'Revolution' Struggles To Maintain Momentum, Consistency
NBC’s Revolution is the epitome of what is wrong with network dramas. Rather than focus on the story and character development, Revolution concentrates on its visual effects and grand set designs. The show chooses to develop the plot through heavy-handed drama sequences, which Abed (Danny Pudi) from Community would say only creates an illusion of story. As a result there are many inconsistencies in the plot and nothing seems to make much sense. That’s not to say that Revolution doesn’t work for NBC. This show is one of the only programs on the former top network that garners significant viewers anymore. And Revolution’s return to television this past Monday proved to be more of the same, except with even more drama and action.
The Stand picked up right where Revolution left off in the fall finale with the group staring down a newly resurrected helicopter. The situation soon turned ridiculous as they miraculously survive a salvo of missiles from Monroe’s (David Lyons) helicopter by taking shelter in a deserted diner. Of course Miles Matheson (Billy Burke) played it off like this was an everyday occurrence for him. Monroe then ordered his squad of helicopters to destroy any rebel base in his republic. This proved hilariously easy as the rebels led by Commander Ramsey were quickly found, along with their HQ. It could be just me, but isn’t it a little absurd to easily find rebel bases when they are engaged in guerilla warfare? It seems to me that Monroe’s problem could have been solved much earlier by just sending in an overwhelming force of his militia. Soon enough, Tom Neville (Giancarlo Esposito) found the location of the rebel headquarters. In the ensuing battle, the fight depicted a rebel force that exclusively used assault weapons, a surprising change in armaments considering the show previously depicted mostly musket and crossbow use.

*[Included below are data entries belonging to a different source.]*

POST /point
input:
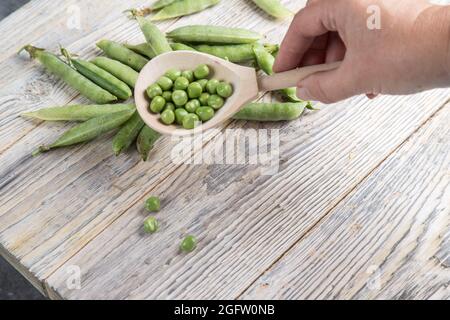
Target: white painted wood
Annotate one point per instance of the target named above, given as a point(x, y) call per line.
point(66, 174)
point(83, 206)
point(244, 220)
point(387, 240)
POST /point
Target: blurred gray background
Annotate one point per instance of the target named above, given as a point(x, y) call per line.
point(12, 285)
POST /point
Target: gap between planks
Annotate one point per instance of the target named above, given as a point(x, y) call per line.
point(343, 198)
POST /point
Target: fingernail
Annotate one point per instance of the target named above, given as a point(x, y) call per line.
point(303, 93)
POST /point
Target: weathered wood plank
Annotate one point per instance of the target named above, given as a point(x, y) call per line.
point(386, 240)
point(244, 220)
point(32, 88)
point(44, 232)
point(69, 21)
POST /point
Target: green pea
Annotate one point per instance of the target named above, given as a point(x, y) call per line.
point(179, 98)
point(205, 113)
point(173, 74)
point(153, 204)
point(151, 225)
point(170, 106)
point(168, 117)
point(188, 244)
point(190, 121)
point(211, 86)
point(180, 113)
point(202, 72)
point(188, 74)
point(165, 83)
point(204, 99)
point(225, 90)
point(181, 83)
point(203, 83)
point(192, 106)
point(195, 90)
point(154, 90)
point(157, 105)
point(167, 95)
point(216, 102)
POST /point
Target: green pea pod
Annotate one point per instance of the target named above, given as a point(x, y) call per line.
point(269, 112)
point(143, 49)
point(213, 35)
point(158, 5)
point(183, 8)
point(122, 54)
point(99, 76)
point(70, 76)
point(155, 38)
point(266, 61)
point(77, 112)
point(146, 140)
point(234, 53)
point(117, 69)
point(127, 134)
point(88, 130)
point(176, 46)
point(274, 8)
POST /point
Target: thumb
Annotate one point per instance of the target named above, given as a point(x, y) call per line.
point(328, 86)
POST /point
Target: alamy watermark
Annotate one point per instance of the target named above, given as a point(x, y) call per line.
point(374, 19)
point(73, 281)
point(232, 147)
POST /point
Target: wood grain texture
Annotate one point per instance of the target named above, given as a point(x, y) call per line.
point(244, 220)
point(82, 206)
point(44, 232)
point(386, 240)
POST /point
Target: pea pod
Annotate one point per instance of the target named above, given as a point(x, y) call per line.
point(234, 53)
point(127, 134)
point(121, 53)
point(176, 46)
point(88, 130)
point(158, 5)
point(155, 38)
point(161, 4)
point(146, 140)
point(183, 8)
point(117, 69)
point(266, 61)
point(144, 49)
point(268, 112)
point(274, 8)
point(70, 76)
point(99, 76)
point(77, 112)
point(213, 35)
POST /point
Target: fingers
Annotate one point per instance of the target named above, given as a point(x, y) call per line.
point(330, 86)
point(309, 23)
point(336, 48)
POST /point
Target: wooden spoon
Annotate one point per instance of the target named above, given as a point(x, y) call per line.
point(246, 84)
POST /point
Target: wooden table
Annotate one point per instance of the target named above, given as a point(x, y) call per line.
point(359, 207)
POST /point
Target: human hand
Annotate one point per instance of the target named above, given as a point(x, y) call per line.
point(409, 52)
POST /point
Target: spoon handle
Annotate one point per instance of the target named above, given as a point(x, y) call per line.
point(291, 78)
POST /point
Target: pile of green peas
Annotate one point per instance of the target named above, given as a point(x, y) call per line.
point(188, 98)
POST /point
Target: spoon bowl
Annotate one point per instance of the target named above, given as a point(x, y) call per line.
point(243, 80)
point(246, 85)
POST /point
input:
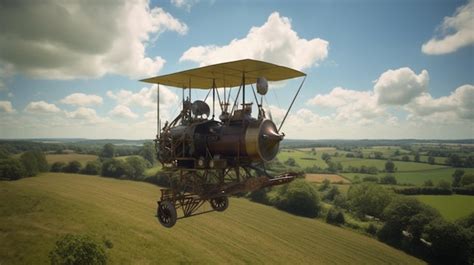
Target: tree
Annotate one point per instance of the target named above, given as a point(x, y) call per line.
point(431, 160)
point(369, 199)
point(457, 175)
point(115, 168)
point(11, 169)
point(335, 216)
point(454, 160)
point(388, 179)
point(467, 179)
point(443, 184)
point(326, 157)
point(92, 168)
point(428, 183)
point(378, 155)
point(290, 162)
point(137, 166)
point(58, 166)
point(417, 157)
point(405, 213)
point(389, 166)
point(77, 250)
point(332, 193)
point(450, 242)
point(148, 152)
point(30, 163)
point(108, 151)
point(73, 167)
point(300, 198)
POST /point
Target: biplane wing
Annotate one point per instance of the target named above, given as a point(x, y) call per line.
point(229, 74)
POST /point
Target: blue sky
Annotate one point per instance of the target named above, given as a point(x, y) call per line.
point(376, 69)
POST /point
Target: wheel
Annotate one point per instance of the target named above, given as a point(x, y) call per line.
point(166, 213)
point(220, 203)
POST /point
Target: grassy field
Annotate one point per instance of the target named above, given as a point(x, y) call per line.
point(321, 177)
point(451, 207)
point(417, 177)
point(40, 209)
point(380, 164)
point(66, 158)
point(303, 158)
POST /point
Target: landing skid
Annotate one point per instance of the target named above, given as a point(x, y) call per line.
point(170, 201)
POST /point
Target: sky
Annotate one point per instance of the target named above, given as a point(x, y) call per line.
point(375, 69)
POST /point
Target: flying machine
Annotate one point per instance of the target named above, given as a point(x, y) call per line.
point(209, 154)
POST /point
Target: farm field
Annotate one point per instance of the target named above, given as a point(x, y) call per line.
point(380, 164)
point(66, 158)
point(321, 177)
point(451, 207)
point(417, 177)
point(303, 158)
point(43, 208)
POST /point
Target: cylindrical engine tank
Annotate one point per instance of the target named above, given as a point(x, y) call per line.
point(255, 140)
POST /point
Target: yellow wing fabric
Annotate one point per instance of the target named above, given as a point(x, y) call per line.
point(226, 75)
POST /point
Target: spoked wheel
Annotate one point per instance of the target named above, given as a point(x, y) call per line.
point(220, 203)
point(166, 213)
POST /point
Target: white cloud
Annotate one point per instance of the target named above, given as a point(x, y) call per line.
point(350, 104)
point(41, 107)
point(275, 41)
point(146, 98)
point(456, 32)
point(70, 39)
point(457, 106)
point(85, 114)
point(81, 99)
point(185, 4)
point(6, 106)
point(122, 111)
point(400, 86)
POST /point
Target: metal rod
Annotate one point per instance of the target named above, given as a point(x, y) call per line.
point(213, 98)
point(243, 91)
point(291, 105)
point(158, 111)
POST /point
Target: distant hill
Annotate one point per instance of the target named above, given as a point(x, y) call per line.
point(35, 211)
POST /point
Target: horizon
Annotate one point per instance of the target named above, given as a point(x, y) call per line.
point(390, 70)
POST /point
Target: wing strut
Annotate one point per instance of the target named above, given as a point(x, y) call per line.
point(291, 105)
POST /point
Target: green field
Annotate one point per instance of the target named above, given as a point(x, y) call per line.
point(303, 158)
point(66, 158)
point(41, 209)
point(451, 207)
point(380, 164)
point(416, 177)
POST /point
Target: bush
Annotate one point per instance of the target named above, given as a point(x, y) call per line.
point(405, 213)
point(368, 199)
point(389, 179)
point(467, 179)
point(371, 229)
point(332, 193)
point(335, 216)
point(11, 169)
point(450, 242)
point(73, 167)
point(370, 179)
point(34, 162)
point(259, 196)
point(58, 167)
point(424, 191)
point(92, 168)
point(77, 250)
point(300, 198)
point(137, 166)
point(115, 168)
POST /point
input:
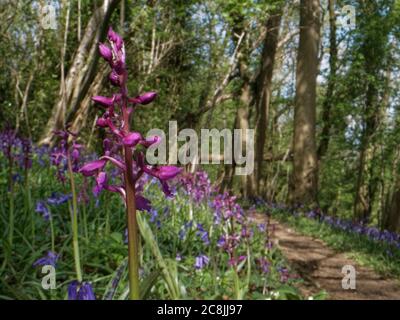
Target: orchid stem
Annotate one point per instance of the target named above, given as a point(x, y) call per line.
point(132, 225)
point(11, 209)
point(75, 238)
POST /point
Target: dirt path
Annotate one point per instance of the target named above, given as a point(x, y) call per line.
point(321, 267)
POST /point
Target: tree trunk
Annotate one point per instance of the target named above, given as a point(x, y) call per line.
point(304, 178)
point(328, 101)
point(263, 97)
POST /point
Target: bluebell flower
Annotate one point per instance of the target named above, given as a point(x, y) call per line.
point(80, 291)
point(50, 259)
point(58, 198)
point(42, 208)
point(203, 234)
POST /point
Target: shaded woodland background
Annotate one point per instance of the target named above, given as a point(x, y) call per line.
point(322, 96)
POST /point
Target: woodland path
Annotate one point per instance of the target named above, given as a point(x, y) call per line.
point(321, 267)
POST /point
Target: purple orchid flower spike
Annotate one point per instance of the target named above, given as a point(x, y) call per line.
point(120, 150)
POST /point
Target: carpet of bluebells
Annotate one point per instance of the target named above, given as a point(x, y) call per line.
point(368, 244)
point(194, 244)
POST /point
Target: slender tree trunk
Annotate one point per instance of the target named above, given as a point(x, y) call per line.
point(304, 178)
point(263, 97)
point(328, 101)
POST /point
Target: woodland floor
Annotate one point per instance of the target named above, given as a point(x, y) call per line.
point(320, 267)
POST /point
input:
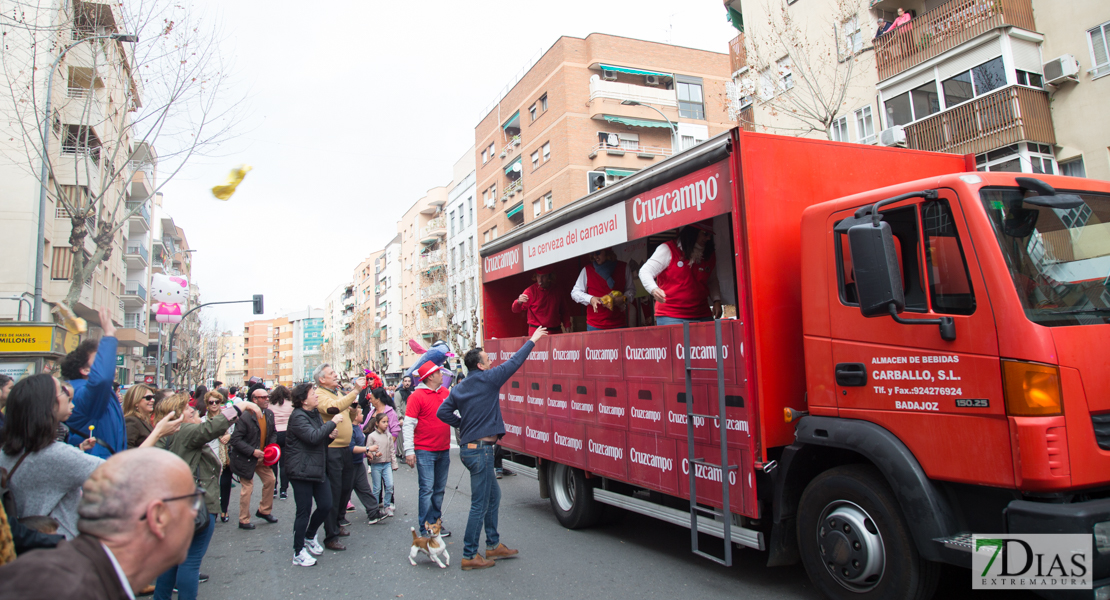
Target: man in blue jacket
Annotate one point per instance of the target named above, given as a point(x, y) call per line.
point(91, 370)
point(482, 426)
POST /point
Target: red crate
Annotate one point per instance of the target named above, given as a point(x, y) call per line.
point(603, 355)
point(647, 353)
point(565, 355)
point(736, 413)
point(606, 453)
point(646, 409)
point(703, 343)
point(568, 443)
point(558, 406)
point(613, 404)
point(583, 397)
point(514, 430)
point(653, 464)
point(675, 402)
point(537, 436)
point(535, 396)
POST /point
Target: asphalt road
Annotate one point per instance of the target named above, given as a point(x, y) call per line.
point(631, 557)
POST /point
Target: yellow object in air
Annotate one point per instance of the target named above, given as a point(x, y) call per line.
point(224, 192)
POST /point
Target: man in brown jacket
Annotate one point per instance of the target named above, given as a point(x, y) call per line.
point(340, 464)
point(135, 521)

Like Revolution’s plot inconsistencies, its laughable dialogue and poorly construed characters were also exposed in the latest episode. Before the battle, the rebel leader managec to say this gem in his pre-battle speech, “I say we send a message to Monroe that he can’t do to us what the Germans, Russians, and Al Qaeda couldn’t. And that if we go down… We go down as Americans.”

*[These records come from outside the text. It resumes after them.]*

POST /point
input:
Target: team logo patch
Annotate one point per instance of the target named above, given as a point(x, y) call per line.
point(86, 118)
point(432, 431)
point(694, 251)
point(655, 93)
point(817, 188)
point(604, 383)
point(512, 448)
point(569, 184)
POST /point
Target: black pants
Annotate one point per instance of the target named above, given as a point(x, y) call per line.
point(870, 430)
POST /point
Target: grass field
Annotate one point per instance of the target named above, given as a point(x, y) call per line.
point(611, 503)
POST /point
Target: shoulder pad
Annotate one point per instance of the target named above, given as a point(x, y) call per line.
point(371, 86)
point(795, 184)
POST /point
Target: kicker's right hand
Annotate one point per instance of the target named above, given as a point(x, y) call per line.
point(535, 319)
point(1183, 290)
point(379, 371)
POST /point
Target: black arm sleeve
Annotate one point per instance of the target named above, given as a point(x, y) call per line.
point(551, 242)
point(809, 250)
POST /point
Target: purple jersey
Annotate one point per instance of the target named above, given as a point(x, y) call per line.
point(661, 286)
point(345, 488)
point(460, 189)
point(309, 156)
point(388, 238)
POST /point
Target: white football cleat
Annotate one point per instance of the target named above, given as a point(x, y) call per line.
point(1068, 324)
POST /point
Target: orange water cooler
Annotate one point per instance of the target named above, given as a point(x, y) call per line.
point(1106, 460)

As opposed to his father’s (Tom Neville) unrelenting loyalty to Monroe, Jason (JD Pargo) has mostly been shown as a loyal soldier only when it didn’t concern Charlie Matheson (Tracy Spiridakos), whom he had developed a sort of love-at-first-sight relationship. That’s why it came as a surprise to me that Jason deserted his father and the Monroe Republic in The Stand because he was opposed to the methods that militia used. What rock had he been living under in his tenure in the Monroe militia?
Character inconsistencies have also plagued Aaron Pittman’s (Zak Orth) character in this episode. He complains to the group about wanting to go home to avoid doing any more dangerous deeds. Portrayed as a computer genius, I guess he wasn’t smart enough to realize that there is no more “home” for him due to Monroe’s acquisition of electricity. His cowardly demeanor also contradicted his growth as a more stout character, such as in his attempt to take his own life to save Nora (Daniella Alonso) or his role in helping the group escape from Monroe in the fall season finale. Instead he seemed to revert back to the man who walked away from his wife because of his inability to protect her in the post-blackout world.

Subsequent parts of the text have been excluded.